When choosing how to allocate resources, it can be difficult to do an effective cost benefit analysis in a short period of time. A technique that I stumbled upon is to look at things from the perspective of “what would I do if I was the only person on the team?”
In 1992, I convinced my manager at the Open Software Foundation (OSF) to create the position of tool smith and allow me to work on the OSF Development Environment (ODE) full time. As I now had much more time for doing development and made many more changes to ODE than I had ever made before, there was much more testing to be done.

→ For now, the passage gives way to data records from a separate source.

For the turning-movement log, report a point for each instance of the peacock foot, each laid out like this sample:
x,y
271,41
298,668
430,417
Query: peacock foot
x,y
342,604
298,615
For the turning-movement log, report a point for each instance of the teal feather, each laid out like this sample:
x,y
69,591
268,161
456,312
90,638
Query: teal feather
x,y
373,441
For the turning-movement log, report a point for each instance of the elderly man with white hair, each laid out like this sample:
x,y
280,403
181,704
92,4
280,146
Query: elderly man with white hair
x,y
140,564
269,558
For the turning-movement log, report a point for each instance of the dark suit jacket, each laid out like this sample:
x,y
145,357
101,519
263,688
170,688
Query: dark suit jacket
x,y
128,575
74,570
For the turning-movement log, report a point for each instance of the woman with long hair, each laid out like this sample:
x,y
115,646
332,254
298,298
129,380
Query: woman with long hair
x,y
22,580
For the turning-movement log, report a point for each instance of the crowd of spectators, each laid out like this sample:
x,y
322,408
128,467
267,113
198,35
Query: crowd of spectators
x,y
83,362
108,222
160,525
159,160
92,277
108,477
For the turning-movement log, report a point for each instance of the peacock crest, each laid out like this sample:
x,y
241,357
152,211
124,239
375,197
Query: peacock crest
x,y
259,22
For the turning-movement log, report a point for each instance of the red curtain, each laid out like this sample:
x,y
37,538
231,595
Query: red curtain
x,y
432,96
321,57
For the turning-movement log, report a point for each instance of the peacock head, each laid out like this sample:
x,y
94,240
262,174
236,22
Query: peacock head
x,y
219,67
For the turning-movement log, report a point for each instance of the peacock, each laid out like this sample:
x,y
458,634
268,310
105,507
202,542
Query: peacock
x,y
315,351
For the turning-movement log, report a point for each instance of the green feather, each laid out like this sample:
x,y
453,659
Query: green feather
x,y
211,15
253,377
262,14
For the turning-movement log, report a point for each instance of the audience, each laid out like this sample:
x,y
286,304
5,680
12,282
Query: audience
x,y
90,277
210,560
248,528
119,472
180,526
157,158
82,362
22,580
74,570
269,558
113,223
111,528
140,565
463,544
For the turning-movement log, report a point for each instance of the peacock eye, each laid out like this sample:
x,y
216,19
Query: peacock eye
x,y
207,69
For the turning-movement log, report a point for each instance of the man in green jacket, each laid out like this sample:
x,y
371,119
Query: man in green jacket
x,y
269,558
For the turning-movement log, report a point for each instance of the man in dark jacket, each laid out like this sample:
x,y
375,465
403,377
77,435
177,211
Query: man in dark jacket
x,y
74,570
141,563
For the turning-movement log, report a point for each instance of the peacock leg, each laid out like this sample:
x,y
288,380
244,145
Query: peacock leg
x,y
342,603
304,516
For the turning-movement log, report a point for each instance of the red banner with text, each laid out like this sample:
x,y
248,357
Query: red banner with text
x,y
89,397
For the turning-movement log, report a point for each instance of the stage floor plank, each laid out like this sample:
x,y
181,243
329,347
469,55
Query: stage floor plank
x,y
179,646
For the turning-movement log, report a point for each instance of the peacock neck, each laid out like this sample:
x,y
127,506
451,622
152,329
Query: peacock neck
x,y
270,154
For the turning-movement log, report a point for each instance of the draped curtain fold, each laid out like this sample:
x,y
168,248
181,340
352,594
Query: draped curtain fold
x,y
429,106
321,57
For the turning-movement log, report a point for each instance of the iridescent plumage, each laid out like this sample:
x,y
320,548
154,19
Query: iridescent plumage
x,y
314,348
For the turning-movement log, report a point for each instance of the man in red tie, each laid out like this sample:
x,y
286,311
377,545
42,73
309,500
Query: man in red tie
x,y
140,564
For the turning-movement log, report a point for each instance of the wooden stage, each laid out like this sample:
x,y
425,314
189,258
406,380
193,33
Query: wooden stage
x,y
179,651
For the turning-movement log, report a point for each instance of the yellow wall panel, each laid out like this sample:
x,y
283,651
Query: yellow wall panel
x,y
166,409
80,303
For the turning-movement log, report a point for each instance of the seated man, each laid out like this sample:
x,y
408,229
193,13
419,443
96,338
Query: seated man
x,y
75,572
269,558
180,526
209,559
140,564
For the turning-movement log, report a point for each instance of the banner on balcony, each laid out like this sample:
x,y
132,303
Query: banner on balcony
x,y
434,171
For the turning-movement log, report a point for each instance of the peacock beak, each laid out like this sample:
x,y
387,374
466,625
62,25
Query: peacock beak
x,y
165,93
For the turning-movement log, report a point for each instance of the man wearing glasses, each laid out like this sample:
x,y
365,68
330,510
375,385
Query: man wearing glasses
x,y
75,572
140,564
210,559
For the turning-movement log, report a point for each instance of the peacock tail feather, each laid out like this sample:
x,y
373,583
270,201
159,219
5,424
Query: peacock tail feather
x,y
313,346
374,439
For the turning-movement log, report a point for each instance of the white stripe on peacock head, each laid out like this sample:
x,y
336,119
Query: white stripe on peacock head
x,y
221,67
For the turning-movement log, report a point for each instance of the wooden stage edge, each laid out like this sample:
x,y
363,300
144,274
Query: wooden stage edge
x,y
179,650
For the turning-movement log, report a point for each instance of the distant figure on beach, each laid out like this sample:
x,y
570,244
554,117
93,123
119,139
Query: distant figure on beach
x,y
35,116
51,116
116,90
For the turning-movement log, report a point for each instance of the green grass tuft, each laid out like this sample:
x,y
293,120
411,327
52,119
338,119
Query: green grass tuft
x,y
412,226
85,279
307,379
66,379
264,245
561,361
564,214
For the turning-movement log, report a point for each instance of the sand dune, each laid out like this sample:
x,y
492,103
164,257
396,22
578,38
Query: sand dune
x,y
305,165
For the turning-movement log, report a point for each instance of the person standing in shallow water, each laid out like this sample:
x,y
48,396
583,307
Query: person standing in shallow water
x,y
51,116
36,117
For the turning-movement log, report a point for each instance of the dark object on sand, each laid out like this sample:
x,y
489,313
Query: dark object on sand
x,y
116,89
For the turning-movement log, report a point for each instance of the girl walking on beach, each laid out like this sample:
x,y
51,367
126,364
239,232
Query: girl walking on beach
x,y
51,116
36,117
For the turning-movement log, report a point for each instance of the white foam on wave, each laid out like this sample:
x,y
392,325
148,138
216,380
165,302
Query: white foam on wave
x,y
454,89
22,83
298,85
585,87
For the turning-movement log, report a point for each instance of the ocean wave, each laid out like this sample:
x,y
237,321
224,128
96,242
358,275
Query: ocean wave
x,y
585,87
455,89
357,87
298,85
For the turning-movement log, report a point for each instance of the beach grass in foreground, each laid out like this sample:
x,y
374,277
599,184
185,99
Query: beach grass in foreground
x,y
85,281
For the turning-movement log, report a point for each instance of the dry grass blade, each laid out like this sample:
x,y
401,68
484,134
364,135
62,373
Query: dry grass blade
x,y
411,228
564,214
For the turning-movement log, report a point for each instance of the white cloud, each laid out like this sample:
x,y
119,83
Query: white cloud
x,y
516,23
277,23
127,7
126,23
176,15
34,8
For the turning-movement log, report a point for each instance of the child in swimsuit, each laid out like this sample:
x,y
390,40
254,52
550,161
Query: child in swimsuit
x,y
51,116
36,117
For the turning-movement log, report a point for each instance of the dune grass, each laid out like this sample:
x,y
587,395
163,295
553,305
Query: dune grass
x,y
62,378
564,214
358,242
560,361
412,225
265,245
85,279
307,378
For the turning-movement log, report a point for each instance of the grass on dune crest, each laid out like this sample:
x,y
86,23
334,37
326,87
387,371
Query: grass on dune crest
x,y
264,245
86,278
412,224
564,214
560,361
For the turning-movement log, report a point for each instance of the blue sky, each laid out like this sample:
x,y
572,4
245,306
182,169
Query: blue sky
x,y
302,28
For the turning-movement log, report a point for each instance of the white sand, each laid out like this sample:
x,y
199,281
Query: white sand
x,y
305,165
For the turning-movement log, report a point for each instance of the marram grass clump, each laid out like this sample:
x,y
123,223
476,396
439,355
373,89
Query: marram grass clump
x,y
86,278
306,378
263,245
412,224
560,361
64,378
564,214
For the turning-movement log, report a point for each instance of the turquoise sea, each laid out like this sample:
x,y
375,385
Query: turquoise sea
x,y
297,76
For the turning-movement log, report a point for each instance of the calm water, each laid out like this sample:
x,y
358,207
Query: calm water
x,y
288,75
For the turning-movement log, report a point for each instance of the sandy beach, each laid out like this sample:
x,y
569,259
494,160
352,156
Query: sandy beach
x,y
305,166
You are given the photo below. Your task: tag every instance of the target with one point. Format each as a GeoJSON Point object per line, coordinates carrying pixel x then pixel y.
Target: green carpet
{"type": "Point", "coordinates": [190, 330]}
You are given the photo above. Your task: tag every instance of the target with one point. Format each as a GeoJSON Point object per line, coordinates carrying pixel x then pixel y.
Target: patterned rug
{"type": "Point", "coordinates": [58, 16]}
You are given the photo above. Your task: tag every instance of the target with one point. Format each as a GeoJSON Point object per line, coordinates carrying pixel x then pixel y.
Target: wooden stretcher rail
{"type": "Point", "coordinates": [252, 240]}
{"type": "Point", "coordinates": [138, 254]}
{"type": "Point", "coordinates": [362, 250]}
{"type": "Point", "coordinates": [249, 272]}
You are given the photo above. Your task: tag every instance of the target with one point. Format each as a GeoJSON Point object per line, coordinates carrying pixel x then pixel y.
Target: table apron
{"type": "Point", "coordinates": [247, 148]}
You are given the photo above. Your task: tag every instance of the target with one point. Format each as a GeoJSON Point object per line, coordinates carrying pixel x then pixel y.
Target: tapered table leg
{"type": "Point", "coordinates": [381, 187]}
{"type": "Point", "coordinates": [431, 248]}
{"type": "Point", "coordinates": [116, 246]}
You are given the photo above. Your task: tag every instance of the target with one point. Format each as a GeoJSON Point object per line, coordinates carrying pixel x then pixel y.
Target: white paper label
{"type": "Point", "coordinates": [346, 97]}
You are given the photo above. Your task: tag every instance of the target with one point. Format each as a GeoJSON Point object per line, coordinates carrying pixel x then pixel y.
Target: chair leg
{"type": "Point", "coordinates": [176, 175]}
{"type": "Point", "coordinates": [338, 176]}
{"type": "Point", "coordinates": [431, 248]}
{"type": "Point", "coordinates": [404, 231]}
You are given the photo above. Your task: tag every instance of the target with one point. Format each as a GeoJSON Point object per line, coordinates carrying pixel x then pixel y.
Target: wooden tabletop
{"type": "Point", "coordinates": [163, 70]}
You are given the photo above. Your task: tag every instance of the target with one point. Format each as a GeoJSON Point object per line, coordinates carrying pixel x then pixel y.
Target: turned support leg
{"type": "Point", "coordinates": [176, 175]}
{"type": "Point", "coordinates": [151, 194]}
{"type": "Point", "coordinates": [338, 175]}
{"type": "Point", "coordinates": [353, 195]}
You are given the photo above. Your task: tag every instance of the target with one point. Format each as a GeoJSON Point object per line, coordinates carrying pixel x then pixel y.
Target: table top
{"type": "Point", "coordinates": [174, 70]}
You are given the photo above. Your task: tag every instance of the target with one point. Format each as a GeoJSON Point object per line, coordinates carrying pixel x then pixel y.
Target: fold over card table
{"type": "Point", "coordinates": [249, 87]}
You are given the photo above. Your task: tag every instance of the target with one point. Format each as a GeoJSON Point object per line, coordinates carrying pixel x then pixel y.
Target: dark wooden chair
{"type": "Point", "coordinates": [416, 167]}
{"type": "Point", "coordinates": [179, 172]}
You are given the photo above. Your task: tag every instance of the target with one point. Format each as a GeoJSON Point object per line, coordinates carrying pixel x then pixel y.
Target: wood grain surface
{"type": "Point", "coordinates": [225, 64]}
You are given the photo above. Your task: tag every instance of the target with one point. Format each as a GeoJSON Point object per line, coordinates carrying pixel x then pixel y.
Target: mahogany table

Initially, I didn’t realize just how much testing was fully required for ODE. Not only were there no automated tests for ODE, there were no documented test cases either. The test plan consisted entirely of “round up as many volunteers as you can and have each volunteer test on one of the nine platforms.” The testing that each volunteer did was entirely up to their discretion. It was different volunteers every time, and there was no record of what they did, only a “seems fine to me” or “I found these problems.” Once the number of problems got down to an acceptable level, we’d ship the new version.
After a couple of releases it started to sink in that I had to do something differently. My first attempt was to document a standard set of test cases. At first this seemed to work really well. Testers commented that it was much easier and took much less time. I felt like I had gotten a consistent set of results from a consistent set of tests. But a test/fix cycle requires running the same tests over and over again until things stabilize. Following the same steps over and over again can become pretty mind-numbing. Pretty soon I couldn’t get the volunteers I needed and I was starting to suspect that people were skipping steps.
I also discovered another problem. As bug reports came in from production use, and as I thought of test cases that were missing, the list of test cases mushroomed. I was very careful not to include overlapping test cases, but still the list grew and grew and grew.
Since the QA of the tool was ultimately my responsibility, I had to pick up the testing slack. The combination of the ever increasing list of test cases and the diminishing pool of volunteers soon made the QA of a new release pretty much impractical. I would end up spending much more of my time testing than coding.
But then I remembered how I had gotten the job of tool smith in the first place, by automating myself out of my previous job of manually kicking off builds on all platforms. Test cases are basically a set of steps to take and the expected results. Automating test cases is basically coding, and that was much more fun than manual testing. A couple of inspired weekends later I had automated all of the test cases and added many more new ones as well.
That was the last time I ever relied on manual tests.